The Adventures and Sufferings of John R. Jewitt, Only Survivor of the Ship Boston, During a Captivity of Nearly Three Years Among the Savages of Nootka Sound; with an Account of the Manners, Mode of Living, and Religious Opinions of the Natives

The Adventures and Sufferings of John R. Jewitt, Only Survivor of the Ship Boston, During a Captivity of Nearly Three Years Among the Savages of Nootka Sound; with an Account of the Manners, Mode of Living, and Religious Opinions of the Natives
Author :
Publisher :
Total Pages : 256
Release :
ISBN-10 : NLS:B000239786
ISBN-13 :
Rating : 4/5 (86 Downloads)

Synopsis The Adventures and Sufferings of John R. Jewitt, Only Survivor of the Ship Boston, During a Captivity of Nearly Three Years Among the Savages of Nootka Sound; with an Account of the Manners, Mode of Living, and Religious Opinions of the Natives by : John Rodgers Jewitt

The Adventures of John Jewitt

The Adventures of John Jewitt
Author :
Publisher : London : C. Wilson
Total Pages : 294
Release :
ISBN-10 : HARVARD:32044020040283
ISBN-13 :
Rating : 4/5 (83 Downloads)

Synopsis The Adventures of John Jewitt by : John Rodgers Jewitt

Demorest's Young America

Demorest's Young America
Author :
Publisher :
Total Pages : 508
Release :
ISBN-10 : NYPL:33433082290663
ISBN-13 :
Rating : 4/5 (63 Downloads)

Synopsis Demorest's Young America by :

The Alaska Native Reader

The Alaska Native Reader
Author :
Publisher : Duke University Press
Total Pages : 420
Release :
ISBN-10 : 9780822390831
ISBN-13 : 0822390833
Rating : 4/5 (31 Downloads)

Synopsis The Alaska Native Reader by : Maria Sháa Tláa Williams

Alaska is home to more than two hundred federally recognized tribes.

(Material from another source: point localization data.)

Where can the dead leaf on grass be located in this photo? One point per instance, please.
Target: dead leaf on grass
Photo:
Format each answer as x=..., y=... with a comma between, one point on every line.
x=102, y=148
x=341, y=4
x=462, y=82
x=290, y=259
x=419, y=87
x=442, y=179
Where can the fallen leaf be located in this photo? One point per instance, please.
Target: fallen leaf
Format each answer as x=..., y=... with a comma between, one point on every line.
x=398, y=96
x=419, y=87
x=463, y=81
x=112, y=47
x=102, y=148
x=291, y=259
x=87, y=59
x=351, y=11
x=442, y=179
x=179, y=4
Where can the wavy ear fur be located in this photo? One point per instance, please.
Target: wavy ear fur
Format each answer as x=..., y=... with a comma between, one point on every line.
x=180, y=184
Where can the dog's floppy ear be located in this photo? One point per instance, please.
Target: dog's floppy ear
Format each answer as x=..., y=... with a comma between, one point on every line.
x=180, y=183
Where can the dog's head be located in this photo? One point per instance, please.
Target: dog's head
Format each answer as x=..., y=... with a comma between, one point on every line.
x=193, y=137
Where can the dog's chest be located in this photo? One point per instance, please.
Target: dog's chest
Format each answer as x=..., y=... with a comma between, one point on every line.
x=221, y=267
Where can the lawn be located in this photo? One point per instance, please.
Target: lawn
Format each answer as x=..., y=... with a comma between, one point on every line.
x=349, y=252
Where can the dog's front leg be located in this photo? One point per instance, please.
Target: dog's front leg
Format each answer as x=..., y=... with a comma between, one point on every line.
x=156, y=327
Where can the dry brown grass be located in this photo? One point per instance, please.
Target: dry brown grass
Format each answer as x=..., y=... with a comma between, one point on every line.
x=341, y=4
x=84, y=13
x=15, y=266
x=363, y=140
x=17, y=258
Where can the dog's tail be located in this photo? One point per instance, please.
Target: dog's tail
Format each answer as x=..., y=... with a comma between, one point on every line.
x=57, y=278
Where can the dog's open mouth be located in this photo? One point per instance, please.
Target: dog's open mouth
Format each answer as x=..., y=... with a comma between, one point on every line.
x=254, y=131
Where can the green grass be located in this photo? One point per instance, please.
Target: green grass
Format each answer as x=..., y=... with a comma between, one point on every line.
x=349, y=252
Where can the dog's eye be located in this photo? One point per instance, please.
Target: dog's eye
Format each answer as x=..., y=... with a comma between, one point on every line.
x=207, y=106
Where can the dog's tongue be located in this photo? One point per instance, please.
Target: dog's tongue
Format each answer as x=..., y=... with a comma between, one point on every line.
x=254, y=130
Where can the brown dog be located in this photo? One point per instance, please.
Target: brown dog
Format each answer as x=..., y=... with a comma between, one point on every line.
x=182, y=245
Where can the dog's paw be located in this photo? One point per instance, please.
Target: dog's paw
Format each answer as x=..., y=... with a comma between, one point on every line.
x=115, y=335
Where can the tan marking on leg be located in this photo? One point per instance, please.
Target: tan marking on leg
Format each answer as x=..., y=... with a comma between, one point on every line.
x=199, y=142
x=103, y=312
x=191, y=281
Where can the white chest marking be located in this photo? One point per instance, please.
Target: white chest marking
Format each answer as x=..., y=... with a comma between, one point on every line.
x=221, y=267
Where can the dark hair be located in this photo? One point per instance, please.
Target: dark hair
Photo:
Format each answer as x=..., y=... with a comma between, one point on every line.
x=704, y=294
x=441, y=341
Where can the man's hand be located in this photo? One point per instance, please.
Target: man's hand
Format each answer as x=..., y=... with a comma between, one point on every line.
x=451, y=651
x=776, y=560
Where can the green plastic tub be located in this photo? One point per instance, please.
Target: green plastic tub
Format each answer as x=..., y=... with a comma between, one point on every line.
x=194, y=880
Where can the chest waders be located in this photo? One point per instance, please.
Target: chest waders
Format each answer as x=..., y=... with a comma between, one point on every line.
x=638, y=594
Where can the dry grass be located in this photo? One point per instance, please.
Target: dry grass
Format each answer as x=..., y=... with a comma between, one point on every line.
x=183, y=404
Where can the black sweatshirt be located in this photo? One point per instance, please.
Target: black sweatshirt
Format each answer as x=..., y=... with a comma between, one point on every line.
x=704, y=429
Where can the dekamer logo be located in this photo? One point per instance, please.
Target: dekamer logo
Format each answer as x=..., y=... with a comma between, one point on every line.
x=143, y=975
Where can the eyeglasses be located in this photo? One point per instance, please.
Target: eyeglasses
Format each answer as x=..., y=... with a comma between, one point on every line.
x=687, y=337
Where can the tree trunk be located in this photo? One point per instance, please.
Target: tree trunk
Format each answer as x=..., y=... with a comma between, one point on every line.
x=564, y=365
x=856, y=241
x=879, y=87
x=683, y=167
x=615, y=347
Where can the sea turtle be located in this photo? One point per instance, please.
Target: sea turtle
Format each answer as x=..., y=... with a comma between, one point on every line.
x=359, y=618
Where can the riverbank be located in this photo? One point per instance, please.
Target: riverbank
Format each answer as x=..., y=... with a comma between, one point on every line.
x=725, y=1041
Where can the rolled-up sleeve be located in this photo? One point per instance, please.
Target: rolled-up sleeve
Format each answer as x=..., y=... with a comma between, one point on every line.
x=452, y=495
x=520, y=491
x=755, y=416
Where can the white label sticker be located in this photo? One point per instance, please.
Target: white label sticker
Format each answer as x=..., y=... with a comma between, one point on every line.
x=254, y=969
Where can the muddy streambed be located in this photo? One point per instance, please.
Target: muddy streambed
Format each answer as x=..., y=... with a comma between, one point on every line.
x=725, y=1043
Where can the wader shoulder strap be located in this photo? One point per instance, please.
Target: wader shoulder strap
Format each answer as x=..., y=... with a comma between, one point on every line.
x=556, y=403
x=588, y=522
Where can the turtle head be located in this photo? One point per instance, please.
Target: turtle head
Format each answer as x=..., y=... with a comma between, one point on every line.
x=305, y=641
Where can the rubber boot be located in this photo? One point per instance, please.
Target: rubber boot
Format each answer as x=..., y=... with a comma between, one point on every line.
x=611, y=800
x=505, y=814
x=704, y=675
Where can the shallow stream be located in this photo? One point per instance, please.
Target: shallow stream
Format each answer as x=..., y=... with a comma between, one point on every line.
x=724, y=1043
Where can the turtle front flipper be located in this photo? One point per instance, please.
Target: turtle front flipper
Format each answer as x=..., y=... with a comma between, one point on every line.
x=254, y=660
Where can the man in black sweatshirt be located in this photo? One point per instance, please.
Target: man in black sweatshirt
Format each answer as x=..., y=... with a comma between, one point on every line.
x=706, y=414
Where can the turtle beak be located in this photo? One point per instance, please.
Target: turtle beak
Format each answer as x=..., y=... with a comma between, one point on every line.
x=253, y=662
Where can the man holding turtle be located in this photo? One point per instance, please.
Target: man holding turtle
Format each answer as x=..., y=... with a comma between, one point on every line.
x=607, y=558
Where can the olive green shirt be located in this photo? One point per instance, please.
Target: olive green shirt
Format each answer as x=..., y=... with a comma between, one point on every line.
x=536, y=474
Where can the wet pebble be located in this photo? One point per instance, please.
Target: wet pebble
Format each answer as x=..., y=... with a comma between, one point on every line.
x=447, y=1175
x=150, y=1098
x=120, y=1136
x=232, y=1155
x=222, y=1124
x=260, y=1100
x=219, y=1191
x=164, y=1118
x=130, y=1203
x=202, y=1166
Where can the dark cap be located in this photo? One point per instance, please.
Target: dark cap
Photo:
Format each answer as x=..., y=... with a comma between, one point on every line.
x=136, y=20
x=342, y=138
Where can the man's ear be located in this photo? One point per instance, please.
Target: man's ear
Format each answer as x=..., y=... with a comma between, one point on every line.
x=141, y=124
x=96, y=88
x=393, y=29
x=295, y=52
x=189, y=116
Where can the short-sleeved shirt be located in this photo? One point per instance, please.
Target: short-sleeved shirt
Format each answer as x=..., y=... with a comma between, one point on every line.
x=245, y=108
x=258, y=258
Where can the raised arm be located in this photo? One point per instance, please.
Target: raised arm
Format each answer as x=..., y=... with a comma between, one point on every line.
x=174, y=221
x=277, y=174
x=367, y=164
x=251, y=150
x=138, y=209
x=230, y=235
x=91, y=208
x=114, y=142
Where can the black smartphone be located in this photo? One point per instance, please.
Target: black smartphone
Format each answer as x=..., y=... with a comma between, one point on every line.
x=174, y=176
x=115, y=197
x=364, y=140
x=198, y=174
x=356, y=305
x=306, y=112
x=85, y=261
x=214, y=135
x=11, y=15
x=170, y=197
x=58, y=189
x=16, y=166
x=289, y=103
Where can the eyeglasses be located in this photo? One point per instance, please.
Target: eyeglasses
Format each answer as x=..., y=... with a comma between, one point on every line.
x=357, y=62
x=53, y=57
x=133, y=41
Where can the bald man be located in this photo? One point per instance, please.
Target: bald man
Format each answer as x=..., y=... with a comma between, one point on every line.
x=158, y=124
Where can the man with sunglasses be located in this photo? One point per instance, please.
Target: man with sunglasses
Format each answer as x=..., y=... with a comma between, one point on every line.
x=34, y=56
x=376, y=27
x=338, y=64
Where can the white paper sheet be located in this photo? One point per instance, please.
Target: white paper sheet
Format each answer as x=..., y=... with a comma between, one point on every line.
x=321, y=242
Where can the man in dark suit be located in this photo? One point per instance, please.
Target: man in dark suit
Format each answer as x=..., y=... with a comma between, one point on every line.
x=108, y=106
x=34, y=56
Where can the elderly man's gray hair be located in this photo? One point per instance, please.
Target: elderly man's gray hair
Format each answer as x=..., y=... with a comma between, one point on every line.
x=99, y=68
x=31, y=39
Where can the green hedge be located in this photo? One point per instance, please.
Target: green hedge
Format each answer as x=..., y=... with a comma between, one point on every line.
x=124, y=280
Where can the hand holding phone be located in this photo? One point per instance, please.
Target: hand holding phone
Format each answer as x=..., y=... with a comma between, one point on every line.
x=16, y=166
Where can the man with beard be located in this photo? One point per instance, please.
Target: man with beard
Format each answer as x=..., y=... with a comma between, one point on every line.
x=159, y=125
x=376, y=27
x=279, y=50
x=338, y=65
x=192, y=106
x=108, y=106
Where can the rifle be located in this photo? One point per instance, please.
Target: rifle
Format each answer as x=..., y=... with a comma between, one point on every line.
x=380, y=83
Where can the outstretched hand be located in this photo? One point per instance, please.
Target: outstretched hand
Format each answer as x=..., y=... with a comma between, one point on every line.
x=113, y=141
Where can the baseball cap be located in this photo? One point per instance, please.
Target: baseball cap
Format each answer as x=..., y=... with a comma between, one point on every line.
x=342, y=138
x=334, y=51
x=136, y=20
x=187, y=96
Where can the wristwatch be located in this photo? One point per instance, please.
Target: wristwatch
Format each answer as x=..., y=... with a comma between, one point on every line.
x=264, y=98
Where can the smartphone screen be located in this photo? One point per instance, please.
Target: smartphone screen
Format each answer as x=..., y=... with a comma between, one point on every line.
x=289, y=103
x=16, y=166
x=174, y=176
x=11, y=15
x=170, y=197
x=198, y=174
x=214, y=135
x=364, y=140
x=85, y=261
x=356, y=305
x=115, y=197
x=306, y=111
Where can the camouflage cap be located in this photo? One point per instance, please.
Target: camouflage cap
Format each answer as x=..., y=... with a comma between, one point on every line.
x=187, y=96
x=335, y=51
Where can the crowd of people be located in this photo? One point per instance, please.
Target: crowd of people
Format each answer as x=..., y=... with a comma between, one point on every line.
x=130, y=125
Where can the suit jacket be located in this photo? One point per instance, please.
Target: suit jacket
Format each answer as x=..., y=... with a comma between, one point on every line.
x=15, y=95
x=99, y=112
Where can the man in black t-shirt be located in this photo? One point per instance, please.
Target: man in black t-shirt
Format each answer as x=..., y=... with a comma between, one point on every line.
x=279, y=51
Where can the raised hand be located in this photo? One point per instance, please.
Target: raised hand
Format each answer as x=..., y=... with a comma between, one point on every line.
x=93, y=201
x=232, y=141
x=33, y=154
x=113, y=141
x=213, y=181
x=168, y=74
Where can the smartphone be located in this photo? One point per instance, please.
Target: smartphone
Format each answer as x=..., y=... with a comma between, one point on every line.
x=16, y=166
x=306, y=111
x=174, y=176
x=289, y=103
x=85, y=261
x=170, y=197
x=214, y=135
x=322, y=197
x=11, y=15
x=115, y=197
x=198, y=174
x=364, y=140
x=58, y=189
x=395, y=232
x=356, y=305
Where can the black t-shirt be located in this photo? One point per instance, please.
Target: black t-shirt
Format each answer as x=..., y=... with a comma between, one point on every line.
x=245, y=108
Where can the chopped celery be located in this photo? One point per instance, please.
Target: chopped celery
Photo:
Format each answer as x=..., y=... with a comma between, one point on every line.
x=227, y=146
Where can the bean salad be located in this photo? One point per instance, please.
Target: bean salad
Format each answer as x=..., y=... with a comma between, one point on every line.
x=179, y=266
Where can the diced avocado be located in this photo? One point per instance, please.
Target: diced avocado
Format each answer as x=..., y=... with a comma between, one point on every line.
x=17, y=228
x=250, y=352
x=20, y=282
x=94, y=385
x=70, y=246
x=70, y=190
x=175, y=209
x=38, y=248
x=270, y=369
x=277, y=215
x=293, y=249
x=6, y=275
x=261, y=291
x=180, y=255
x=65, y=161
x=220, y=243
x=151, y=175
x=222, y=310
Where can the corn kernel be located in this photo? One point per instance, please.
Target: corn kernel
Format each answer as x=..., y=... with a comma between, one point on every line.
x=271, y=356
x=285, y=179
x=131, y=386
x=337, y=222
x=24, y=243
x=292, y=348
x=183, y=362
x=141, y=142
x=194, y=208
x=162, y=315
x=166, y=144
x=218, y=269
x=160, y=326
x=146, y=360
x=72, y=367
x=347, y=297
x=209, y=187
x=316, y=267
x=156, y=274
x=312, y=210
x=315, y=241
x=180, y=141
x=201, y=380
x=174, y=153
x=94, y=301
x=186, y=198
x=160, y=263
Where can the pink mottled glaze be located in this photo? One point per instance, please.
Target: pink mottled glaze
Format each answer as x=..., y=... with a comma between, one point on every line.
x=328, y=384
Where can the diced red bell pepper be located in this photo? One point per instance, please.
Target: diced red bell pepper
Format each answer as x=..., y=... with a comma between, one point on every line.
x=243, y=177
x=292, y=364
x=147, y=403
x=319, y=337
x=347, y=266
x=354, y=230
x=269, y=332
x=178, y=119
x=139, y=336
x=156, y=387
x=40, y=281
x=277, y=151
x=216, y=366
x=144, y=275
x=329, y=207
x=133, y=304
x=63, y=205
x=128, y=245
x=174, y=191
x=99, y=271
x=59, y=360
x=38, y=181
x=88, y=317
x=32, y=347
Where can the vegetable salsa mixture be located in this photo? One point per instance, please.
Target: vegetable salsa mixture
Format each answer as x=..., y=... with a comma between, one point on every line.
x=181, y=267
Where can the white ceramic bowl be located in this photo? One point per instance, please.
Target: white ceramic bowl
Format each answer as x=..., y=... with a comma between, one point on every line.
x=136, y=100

Yet the long histories and diverse cultures of Alaska’s first peoples are often ignored, while the stories of Russian fur hunters and American gold miners, of salmon canneries and oil pipelines, are praised. Filled with essays, poems, songs, stories, maps, and visual art, this volume foregrounds the perspectives of Alaska Native people, from a Tlingit photographer to Athabascan and Yup’ik linguists, and from an Alutiiq mask carver to a prominent Native politician and member of Alaska’s House of Representatives. The contributors, most of whom are Alaska Natives, include scholars, political leaders, activists, and artists. The majority of the pieces in The Alaska Native Reader were written especially for the volume, while several were translated from Native languages. The Alaska Native Reader describes indigenous worldviews, languages, arts, and other cultural traditions as well as contemporary efforts to preserve them. Several pieces examine Alaska Natives’ experiences of and resistance to Russian and American colonialism; some of these address land claims, self-determination, and sovereignty. Some essays discuss contemporary Alaska Native literature, indigenous philosophical and spiritual tenets, and the ways that Native peoples are represented in the media. Others take up such diverse topics as the use of digital technologies to document Native cultures, planning systems that have enabled indigenous communities to survive in the Arctic for thousands of years, and a project to accurately represent Dena’ina heritage in and around Anchorage. Fourteen of the volume’s many illustrations appear in color, including work by the contemporary artists Subhankar Banerjee, Perry Eaton, Erica Lord, and Larry McNeil.